Back in California, I barely noticed Easter. Not being religious, of course, I didn't pay much personal attention to it. I remember my (very Catholic) grandmother asking me what I was going to do for Easter one year and I hadn't had a clue that Easter was coming up or why I should care about it. People in California were so heterogenous that it sometimes seemed difficult to find people who cared much about Easter -- and even then, the ones who did went to church on Easter Sunday and had a nice meal with their families that evening. The people with little kids did the Easter egg hunt, because nothing celebrates the resurrection of God's only son from the dead like telling your children outrageous and bizarre lies to the effect that a rabbit breaks into your house in the middle of the night and hides multi-colored hard-boiled eggs everywhere.

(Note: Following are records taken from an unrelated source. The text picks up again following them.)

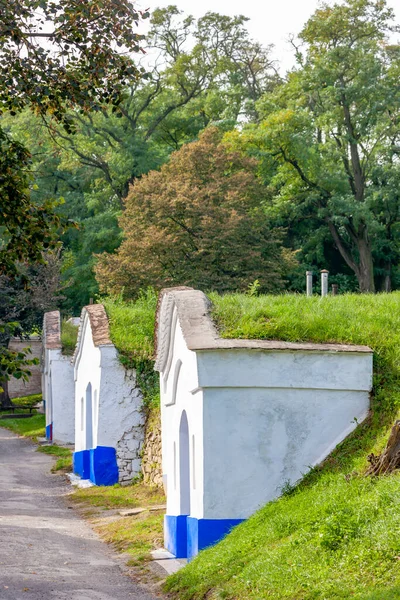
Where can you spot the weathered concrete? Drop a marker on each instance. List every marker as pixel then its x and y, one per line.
pixel 47 552
pixel 109 414
pixel 243 418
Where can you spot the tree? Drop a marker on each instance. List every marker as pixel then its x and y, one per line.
pixel 201 70
pixel 330 129
pixel 77 66
pixel 54 57
pixel 21 312
pixel 196 222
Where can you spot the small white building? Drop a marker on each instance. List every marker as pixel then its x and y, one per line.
pixel 109 420
pixel 57 383
pixel 242 419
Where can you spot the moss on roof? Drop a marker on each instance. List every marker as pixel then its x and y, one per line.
pixel 69 336
pixel 132 333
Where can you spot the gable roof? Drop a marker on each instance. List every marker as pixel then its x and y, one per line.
pixel 52 330
pixel 200 333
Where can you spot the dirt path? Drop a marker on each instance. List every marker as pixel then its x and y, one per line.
pixel 46 551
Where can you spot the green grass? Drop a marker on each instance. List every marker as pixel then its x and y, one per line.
pixel 136 535
pixel 69 336
pixel 32 427
pixel 27 400
pixel 132 333
pixel 337 534
pixel 64 462
pixel 117 496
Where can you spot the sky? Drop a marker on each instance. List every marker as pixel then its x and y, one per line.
pixel 271 21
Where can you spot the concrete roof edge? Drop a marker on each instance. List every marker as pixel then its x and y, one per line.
pixel 52 330
pixel 99 327
pixel 200 333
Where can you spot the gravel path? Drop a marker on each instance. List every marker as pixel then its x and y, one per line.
pixel 46 551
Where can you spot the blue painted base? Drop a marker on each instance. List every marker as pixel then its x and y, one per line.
pixel 49 432
pixel 185 536
pixel 202 533
pixel 81 464
pixel 103 466
pixel 175 535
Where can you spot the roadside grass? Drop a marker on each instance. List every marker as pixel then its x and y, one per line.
pixel 27 400
pixel 69 336
pixel 132 333
pixel 117 496
pixel 335 535
pixel 64 462
pixel 32 427
pixel 137 535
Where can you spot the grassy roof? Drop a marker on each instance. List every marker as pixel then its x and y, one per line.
pixel 132 333
pixel 69 336
pixel 337 534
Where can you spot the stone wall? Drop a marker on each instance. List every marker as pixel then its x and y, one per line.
pixel 152 453
pixel 19 387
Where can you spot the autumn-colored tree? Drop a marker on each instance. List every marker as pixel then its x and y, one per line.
pixel 198 221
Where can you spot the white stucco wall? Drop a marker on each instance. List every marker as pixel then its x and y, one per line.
pixel 178 393
pixel 58 393
pixel 117 415
pixel 258 417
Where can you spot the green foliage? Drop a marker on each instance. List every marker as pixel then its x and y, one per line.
pixel 198 221
pixel 28 400
pixel 334 535
pixel 64 460
pixel 335 539
pixel 32 427
pixel 132 333
pixel 69 336
pixel 117 496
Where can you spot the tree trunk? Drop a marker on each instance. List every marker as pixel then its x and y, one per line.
pixel 389 460
pixel 387 280
pixel 365 271
pixel 364 267
pixel 5 399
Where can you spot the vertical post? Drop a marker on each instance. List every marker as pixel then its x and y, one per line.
pixel 309 283
pixel 324 282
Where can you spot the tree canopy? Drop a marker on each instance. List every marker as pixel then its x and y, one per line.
pixel 196 222
pixel 330 135
pixel 55 57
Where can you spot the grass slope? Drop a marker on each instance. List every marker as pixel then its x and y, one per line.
pixel 337 534
pixel 69 336
pixel 132 333
pixel 136 535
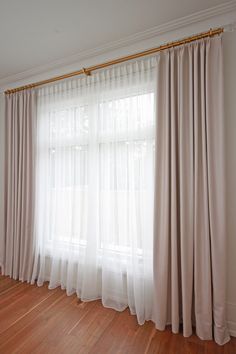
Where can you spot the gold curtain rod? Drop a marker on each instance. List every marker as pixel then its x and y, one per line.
pixel 87 71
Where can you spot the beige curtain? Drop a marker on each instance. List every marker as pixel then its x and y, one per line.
pixel 19 185
pixel 189 236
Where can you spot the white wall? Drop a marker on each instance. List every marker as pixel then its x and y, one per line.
pixel 1 172
pixel 230 124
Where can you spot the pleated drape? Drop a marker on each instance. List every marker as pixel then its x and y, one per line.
pixel 189 230
pixel 20 129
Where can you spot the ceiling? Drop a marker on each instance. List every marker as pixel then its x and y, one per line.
pixel 38 32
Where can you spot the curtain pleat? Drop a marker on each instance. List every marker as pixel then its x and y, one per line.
pixel 82 198
pixel 20 132
pixel 189 229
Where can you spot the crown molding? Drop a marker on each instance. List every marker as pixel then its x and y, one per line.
pixel 174 25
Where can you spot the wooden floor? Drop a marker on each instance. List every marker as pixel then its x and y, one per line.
pixel 38 320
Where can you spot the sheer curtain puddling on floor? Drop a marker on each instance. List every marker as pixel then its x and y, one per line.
pixel 95 187
pixel 19 179
pixel 128 203
pixel 189 235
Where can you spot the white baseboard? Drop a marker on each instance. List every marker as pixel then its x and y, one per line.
pixel 231 318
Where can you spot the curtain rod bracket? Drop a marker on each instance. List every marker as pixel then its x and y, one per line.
pixel 86 72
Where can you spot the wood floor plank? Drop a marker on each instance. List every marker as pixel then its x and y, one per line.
pixel 41 321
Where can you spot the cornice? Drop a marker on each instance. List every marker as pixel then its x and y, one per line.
pixel 179 23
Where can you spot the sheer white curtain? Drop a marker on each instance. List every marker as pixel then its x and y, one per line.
pixel 95 186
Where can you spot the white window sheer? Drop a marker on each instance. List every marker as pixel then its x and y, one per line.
pixel 94 186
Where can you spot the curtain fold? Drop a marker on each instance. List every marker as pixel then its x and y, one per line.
pixel 115 188
pixel 189 231
pixel 20 130
pixel 94 186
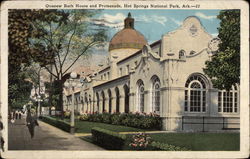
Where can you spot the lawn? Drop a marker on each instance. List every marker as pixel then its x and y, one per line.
pixel 201 141
pixel 85 127
pixel 195 141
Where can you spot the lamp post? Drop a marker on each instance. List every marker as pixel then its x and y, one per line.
pixel 39 104
pixel 71 84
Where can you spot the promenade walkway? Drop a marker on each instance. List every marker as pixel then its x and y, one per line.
pixel 46 137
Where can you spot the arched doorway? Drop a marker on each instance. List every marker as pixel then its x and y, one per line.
pixel 110 100
pixel 103 102
pixel 97 102
pixel 126 96
pixel 117 94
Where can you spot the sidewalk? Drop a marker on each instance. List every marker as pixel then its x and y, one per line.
pixel 46 137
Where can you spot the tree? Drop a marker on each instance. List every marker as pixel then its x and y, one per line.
pixel 65 42
pixel 21 54
pixel 224 67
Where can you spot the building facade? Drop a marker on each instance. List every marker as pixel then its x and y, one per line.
pixel 165 77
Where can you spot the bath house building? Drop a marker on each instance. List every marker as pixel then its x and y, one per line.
pixel 165 77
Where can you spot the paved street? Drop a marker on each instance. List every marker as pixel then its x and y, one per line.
pixel 46 137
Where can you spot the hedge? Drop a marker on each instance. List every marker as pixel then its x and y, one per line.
pixel 56 122
pixel 108 139
pixel 143 121
pixel 166 147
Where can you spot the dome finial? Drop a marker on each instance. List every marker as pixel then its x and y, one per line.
pixel 129 22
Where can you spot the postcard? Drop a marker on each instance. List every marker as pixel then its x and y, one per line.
pixel 124 79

Last year, when I worked at the Law Office Of The Great Man, I was quite taken aback to find that Easter Monday was a day off work. I didn't complain; Easter takes place in springtime, and the weather turns very nice here. (Even as I type, I am sitting outside on the screened porch, wearing shorts and a T-shirt, enjoying the view of the newly-green trees on Black Oak Ridge.) An unexpected day off work was pleasant, although I thought it was really silly since Easter is a) a religious holiday, not a civic one, and b) it happens on a Sunday, not a Monday. All the more unbelievable, the Great Man was displeased with me for giving the staff Veteran's Day off work -- that's a legitimate, Federal holiday, when the courts would be closed and created by an Act of Congress. But Easter Monday, sure, take that off, even if you're not Christian!

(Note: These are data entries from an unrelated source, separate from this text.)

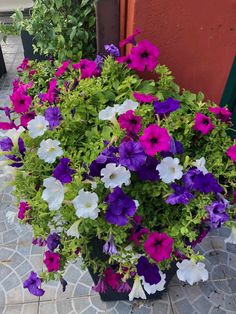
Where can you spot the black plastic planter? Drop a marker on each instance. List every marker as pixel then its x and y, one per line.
pixel 27 41
pixel 112 295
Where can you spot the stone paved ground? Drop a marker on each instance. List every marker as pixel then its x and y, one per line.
pixel 18 257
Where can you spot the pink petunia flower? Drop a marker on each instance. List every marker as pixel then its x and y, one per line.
pixel 158 246
pixel 63 68
pixel 231 152
pixel 130 39
pixel 52 261
pixel 25 118
pixel 130 122
pixel 88 68
pixel 144 56
pixel 127 60
pixel 203 124
pixel 223 114
pixel 155 139
pixel 23 210
pixel 144 98
pixel 20 100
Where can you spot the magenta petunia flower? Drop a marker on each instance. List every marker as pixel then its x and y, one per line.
pixel 27 117
pixel 23 210
pixel 88 68
pixel 223 114
pixel 127 60
pixel 130 39
pixel 158 246
pixel 20 101
pixel 203 124
pixel 144 56
pixel 130 122
pixel 155 139
pixel 231 152
pixel 52 261
pixel 144 98
pixel 63 68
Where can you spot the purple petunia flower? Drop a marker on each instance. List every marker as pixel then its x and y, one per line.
pixel 33 283
pixel 53 241
pixel 108 155
pixel 53 116
pixel 206 183
pixel 121 206
pixel 180 196
pixel 63 172
pixel 112 50
pixel 164 108
pixel 148 171
pixel 149 271
pixel 6 144
pixel 109 247
pixel 132 155
pixel 217 212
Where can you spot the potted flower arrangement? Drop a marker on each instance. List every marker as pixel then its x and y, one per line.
pixel 128 173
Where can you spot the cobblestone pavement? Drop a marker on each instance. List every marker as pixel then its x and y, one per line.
pixel 18 257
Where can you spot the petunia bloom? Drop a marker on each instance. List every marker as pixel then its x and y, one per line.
pixel 49 150
pixel 203 124
pixel 132 155
pixel 53 241
pixel 53 116
pixel 33 283
pixel 52 261
pixel 112 50
pixel 191 272
pixel 130 122
pixel 180 196
pixel 170 170
pixel 144 98
pixel 158 246
pixel 88 68
pixel 24 207
pixel 155 139
pixel 145 56
pixel 130 39
pixel 222 113
pixel 63 172
pixel 120 207
pixel 149 271
pixel 86 204
pixel 231 152
pixel 164 108
pixel 37 126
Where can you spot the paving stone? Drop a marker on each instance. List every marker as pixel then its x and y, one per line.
pixel 202 305
pixel 183 307
pixel 80 304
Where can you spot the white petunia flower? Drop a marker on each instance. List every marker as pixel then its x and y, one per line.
pixel 137 290
pixel 113 175
pixel 54 193
pixel 200 164
pixel 232 237
pixel 170 170
pixel 151 289
pixel 73 230
pixel 86 205
pixel 37 126
pixel 13 134
pixel 108 113
pixel 49 150
pixel 127 105
pixel 191 272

But just as I observed last year, people go a little bit nuts at Easter here in Knoxville. Everything and everybody gets a day off for Easter. I found out today that my paralegal class for tomorrow is being postponed by a week. There are no Muslim, Shinto, Buddhist, Hindu, Taoist, neo-pagan, Wiccan, or civic holidays occurring on Thursday. And when I asked my students about it last week, they hadn't a clue that Thursday is Passover; the idea of going to a Seder seemed entirely alien to them and I doubt any of my students could pick a gefilte fish out of a lineup. So apparently, my class schedule is delayed to celebrate Easter Thursday, which is a new holiday to me. But a few students seemed a little bit upset at the idea that I would want them to show up to class three days before a religious holiday.

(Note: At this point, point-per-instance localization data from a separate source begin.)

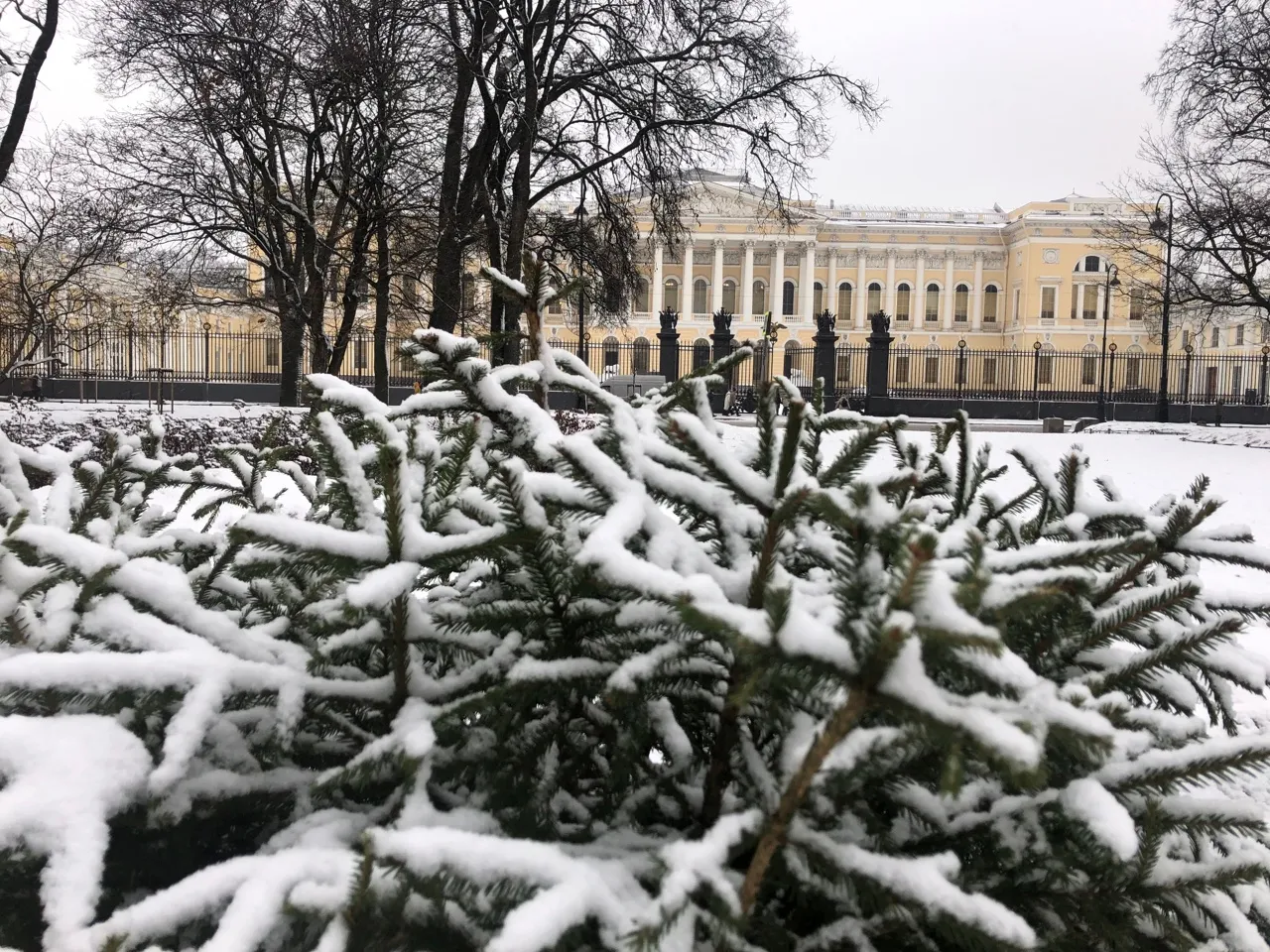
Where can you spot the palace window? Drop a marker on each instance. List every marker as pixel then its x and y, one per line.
pixel 699 296
pixel 903 299
pixel 760 294
pixel 1089 306
pixel 642 298
pixel 640 354
pixel 1048 302
pixel 671 295
pixel 844 299
pixel 902 368
pixel 729 296
pixel 1137 304
pixel 1088 366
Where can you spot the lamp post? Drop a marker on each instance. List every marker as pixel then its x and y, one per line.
pixel 1112 281
pixel 580 216
pixel 1162 227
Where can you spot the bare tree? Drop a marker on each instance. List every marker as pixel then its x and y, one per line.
pixel 19 19
pixel 622 95
pixel 1213 159
pixel 59 262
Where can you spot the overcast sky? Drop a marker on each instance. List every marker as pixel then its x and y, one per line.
pixel 987 100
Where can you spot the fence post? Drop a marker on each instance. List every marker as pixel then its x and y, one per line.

Just another blurring of the line between the secular and the sectarian that happens here in the land where the Bible Belt is buckled, I suppose. And for the most part, I'm pretty much out on my own in being bemused by that fact -- everyone else here seems to take treating Easter as a civic holiday as a presumption, because of course it hasn't ever occurred to them that some people don't celebrate Easter.

Maybe tomorrow to commemorate Easter Thursday, I will buy some horseshoes. We have a horseshoe pit in the back yard here at La Casita Knoxvilla, and haven't had any opportunity to use them. Horseshoes is the sort of game that you see being played every once in a while and you wonder how people ever get good at it because let's face it, most people don't exactly use a lot of horseshoes in daily life anymore. And horseshoes have as much relevance to Easter in my world view as does having to give my students Thursday off class.

3 comments:

Salsola said...

Two people at my office are celebrating Passover. We just had a fun discussion over dinner before mediating at a the local Zendo about the establishment clause and the local city's failure to respect it. Check out Sunday’s paper. We all got kinda worked up about it, but, maybe we don't know how good we got it.

Anonymous said...

It's actually Holy Thursday. I attended a great seder last night that combined a ton of yummy food (and wine, and wine, and wine, and wine) with the chaos of four kids under the age of five, who had little to no interest in the formal aspects of the evening, not even Uncle Eli's Haggadah. Oh well.

Burt Likko said...

Holy Thursday, Batman! I'm not in touch with Catholicism these days, am I?